Artem-B wrote:

The description of the flat address space in the `TargetTransformInfo.h` is 
somewhat vague and both, soo specific and not precise enough, IMO:
```
The flat address space is a
  /// generic address space that can be used access multiple segments of memory
  /// with different address spaces. Access of a memory location through a
  /// pointer with this address space is expected to be legal but slower
  /// compared to the same memory location accessed through a pointer with a
  /// different address space.
  ///
  /// This is for targets with different pointer representations which can
  /// be converted with the addrspacecast instruction. If a pointer is converted
  /// to this address space, optimizations should attempt to replace the access
  /// with the source address space.
```

- "can be used access multiple segments of memory with different AS" -- does it 
mean all of them?

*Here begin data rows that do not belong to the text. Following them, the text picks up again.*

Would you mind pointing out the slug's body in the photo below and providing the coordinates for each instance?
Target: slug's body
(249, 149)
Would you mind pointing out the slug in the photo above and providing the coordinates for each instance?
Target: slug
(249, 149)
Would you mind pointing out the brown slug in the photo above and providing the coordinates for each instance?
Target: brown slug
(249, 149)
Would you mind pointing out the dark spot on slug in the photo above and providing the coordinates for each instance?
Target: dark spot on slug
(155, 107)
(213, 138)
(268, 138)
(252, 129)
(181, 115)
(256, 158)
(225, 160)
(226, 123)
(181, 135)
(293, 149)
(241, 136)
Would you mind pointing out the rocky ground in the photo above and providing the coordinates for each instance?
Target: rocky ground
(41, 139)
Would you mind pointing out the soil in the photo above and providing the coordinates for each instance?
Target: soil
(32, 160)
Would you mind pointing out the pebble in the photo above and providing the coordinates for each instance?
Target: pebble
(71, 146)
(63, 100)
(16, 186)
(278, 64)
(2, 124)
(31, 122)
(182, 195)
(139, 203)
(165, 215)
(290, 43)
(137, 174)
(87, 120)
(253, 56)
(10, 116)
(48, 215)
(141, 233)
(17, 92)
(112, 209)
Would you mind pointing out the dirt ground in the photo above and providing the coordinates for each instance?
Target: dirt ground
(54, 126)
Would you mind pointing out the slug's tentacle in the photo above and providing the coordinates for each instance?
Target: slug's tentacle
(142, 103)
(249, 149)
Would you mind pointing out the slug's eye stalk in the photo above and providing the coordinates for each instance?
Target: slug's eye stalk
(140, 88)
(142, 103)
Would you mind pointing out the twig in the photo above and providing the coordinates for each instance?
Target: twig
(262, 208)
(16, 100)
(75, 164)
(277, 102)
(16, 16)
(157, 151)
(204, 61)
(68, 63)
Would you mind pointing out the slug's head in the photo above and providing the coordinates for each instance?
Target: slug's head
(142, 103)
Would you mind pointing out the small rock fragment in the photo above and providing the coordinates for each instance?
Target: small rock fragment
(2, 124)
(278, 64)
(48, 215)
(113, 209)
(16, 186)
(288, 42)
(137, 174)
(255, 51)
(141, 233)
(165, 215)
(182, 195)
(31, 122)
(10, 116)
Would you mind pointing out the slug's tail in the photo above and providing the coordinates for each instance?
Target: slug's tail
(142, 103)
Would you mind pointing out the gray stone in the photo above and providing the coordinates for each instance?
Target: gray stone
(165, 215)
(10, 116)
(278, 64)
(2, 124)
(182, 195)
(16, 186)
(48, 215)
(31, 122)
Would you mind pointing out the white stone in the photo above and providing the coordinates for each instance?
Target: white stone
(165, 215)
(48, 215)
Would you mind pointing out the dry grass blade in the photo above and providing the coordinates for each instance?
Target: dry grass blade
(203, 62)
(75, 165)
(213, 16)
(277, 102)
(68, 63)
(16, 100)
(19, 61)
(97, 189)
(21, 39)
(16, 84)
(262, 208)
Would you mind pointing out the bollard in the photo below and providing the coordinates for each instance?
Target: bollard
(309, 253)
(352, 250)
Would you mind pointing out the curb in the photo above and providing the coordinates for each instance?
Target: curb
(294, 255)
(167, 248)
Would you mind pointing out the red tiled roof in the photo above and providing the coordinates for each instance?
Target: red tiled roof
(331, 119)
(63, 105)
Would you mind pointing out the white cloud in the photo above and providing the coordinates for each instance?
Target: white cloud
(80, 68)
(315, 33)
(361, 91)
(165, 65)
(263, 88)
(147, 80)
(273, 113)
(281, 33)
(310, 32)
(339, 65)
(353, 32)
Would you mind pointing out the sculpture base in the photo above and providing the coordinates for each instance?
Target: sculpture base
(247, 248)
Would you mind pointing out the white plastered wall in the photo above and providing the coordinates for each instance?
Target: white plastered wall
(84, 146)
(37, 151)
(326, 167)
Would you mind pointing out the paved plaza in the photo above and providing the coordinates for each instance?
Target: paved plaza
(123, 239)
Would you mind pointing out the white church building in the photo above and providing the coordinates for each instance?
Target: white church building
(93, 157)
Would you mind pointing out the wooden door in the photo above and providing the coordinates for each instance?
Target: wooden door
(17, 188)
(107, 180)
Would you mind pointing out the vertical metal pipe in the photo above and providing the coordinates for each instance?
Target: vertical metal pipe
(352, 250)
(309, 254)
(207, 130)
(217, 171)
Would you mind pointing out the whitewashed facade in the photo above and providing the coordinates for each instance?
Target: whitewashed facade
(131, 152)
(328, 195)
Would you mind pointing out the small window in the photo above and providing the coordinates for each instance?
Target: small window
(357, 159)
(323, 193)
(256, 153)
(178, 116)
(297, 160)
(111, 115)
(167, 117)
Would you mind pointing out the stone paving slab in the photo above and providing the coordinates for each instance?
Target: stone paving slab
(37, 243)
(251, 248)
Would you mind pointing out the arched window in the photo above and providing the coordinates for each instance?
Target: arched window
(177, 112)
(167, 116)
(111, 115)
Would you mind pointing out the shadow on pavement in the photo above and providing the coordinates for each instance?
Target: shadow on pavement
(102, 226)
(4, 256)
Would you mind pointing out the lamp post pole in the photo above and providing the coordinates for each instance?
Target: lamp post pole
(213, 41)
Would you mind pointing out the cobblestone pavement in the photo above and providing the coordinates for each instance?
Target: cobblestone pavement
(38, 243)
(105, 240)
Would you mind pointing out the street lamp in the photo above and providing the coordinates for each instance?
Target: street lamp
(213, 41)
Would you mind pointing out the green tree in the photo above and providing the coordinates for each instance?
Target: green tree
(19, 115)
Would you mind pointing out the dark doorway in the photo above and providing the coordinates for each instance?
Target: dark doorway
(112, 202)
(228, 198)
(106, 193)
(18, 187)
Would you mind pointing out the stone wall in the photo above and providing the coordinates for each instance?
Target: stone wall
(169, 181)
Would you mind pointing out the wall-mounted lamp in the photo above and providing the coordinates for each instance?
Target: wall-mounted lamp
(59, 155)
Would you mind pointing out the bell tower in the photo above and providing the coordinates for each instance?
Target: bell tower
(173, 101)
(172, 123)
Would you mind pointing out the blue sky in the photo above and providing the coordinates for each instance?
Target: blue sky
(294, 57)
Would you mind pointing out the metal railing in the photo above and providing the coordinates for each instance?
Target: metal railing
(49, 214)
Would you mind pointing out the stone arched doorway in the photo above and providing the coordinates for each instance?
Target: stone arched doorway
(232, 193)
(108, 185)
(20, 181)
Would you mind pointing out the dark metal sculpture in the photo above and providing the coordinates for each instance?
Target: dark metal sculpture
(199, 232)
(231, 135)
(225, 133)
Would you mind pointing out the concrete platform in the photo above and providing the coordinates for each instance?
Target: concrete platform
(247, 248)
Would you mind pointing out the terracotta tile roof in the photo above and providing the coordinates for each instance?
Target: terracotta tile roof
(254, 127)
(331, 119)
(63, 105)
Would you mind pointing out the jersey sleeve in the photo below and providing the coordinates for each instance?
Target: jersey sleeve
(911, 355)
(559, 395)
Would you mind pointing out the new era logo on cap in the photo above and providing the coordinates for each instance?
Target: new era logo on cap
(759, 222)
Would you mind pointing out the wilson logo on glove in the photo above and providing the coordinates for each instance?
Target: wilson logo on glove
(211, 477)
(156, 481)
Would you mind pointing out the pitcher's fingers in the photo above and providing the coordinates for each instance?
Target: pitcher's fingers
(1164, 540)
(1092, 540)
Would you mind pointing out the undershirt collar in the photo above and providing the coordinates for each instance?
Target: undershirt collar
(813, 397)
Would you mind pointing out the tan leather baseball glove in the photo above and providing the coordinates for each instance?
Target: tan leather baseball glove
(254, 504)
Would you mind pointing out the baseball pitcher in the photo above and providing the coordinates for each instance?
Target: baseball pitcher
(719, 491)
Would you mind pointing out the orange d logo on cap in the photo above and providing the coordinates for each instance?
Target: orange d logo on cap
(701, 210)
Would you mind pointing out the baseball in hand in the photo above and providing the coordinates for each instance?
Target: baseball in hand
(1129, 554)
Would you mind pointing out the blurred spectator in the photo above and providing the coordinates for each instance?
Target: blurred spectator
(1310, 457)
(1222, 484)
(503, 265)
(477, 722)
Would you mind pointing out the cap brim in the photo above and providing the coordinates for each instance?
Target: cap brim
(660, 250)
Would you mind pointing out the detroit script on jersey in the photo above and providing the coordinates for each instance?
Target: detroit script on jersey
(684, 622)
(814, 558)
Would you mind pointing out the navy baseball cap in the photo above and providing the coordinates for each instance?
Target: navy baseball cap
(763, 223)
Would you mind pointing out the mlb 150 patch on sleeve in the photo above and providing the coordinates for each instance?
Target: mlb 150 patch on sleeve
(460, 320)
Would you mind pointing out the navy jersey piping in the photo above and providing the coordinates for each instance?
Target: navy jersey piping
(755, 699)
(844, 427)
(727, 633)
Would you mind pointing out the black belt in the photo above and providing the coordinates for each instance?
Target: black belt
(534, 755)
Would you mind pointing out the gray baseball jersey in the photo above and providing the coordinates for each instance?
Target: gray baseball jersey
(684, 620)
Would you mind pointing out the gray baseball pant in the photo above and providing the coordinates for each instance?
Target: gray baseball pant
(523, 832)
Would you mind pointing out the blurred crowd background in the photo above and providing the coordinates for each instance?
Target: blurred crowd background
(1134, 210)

If it covers only some of the segments, which ones?
- "access expected to be slower" -- that's also not necessarily a universal 
property. It's conceivable that on some architectures, it's conversion between 
address spaces that may be non-free, but once you have the pointer, actual 
accesses work equally fast.

> * Can there be more than one flat address space?
> - No

Why not? E.g. if we have a processor with Harvard architecture, there may 
conceivably be multiple 'flat', non-overlapping address spaces, each covering a 
set of specific ASes.

I think conceptually we should describe AS hierarchy explicitly, and avoid the 
assumptions on their number or layout.
E.g. `T0:1,2,3,4,5`  may mean `AS 0` is a flat superset of `AS 1,2,3,4,5`.

... and then change the API to `getParentAS(AS)` which would return AS itself 
if it's not contained in any other AS, or the higher level AS.